“We live, as we dream – alone” Conrad's theme in Heart of Darkness finds a contemporaneous extension in this novel in which Tadeusz Konwicki draws the far world of dreams and the immediate one of daily life in an intense interlocking of their separate realities.
At the opening of the novel the antihero (in the Camusian sense) is shown just coming out of a coma, having tried to commit suicide by poison. He is surrounded by provincial townsfolk, villagers who in their isolation and emotional impoverishment have turned their energies to creating a new religion – a private God, non-identifiable as either Christian or non-Christian.
Called “one of the most terrifying novels in postwar Polish literature,... greeted upon its appearance [in 1963] as a major literary sensation” (Czeslaw Milosz, History of Polish Literature), the novel moves through a series of flashbacks between present reality and recalled experiences. The language is that of a dream sequence with metaphors of frightening quality, both in intensity and “illogicality.”
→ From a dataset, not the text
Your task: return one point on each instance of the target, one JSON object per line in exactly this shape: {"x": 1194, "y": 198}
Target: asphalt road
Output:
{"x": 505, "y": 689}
The young Pole who narrates his experiences reveals himself to be caught up in a labyrinth leading nowhere, driven by an urge which ultimately is a need for punishment. His longing for a responsive and benevolent force over his destiny is the basis of his anguish. Acutely feeling the lack, faced with a godless universe, he sees his choice to be between self-assertive survival at any price – moral, sensual, intellectual – or the self-pronouncement of worthlessness and the denouement of peace attained by dying. The hero “escapes” death and is condemned to death-in-life.
Konwicki's descriptions of the brutal mutual massacres in some of the war experiences of the narrator are unforgettable in their irony. The dialogue is sharp and ironic, and the translation retains the vernacular thrust of the Polish original. The author's experience as director and script writer earned him the Grand Prix (1958) at Venice for his film The Last Day of Summer. His vivid awareness of the passing values in an increasingly superficial world of interrelationships and goals makes this passionate work a powerful indictment of modern man's progress in guilt and war and his impotence in welding his idealistic dreams and his life.
The original Polish title of the work is Sennik wspólczesny.